Network Protocol Security
On completion of this topic you should be able to specify required ports and protocols for services and plan an IPSec policy for secure network communications. You should also be able to configure protocol security in a heterogeneous client computer environment and configure protocol security by using IPSec policies.
Before you can configure network protocol security you must find which protocols are being used on your network. It is highly unlikely that all the clients on your network will have the same security requirements. You will need to consider a number of factors, including the application and business use of each client machine.
If you need to configure protocol security in a Windows 2000 or later environment, you will want to use Group Policy, as this will give you the granular control that you need when multiple computers in different departments have different protocol security needs.

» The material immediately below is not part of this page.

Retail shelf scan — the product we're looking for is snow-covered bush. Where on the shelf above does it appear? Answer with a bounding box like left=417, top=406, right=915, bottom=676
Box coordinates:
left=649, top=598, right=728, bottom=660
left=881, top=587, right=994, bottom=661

If you are working in a heterogeneous network environment it is critical to know which protocols client computers will use. You may have Novell, UNIX/Linux or Apple machines in your network.
If you have older Novell clients or servers on your network, then you may need to use IPX/SPX or NWLink. NWLink has no built in security features and should only be used if absolutely necessary. More recent Novell NetWare servers use TCP/IP and provide support for IPSec.
If you have UNIX/Linux machines on your network you should be aware that several services are not secure:
- FTP (File Transfer Protocol) protocol data is sent across the network in clear text, as is FTP authentication traffic. You can secure FTP traffic by using IPSec since FTP uses TCP/IP.
- SNMP (Simple Network Management Protocol) is used for troubleshooting on many types of networks. If you use SNMP you should always change the default community password from public to something more secure.
- Telnet is another service that communicates in clear text. It can be used to configure UNIX/Linux machines and other networking devices, but it runs on IP so IPSec can also be used to secure it.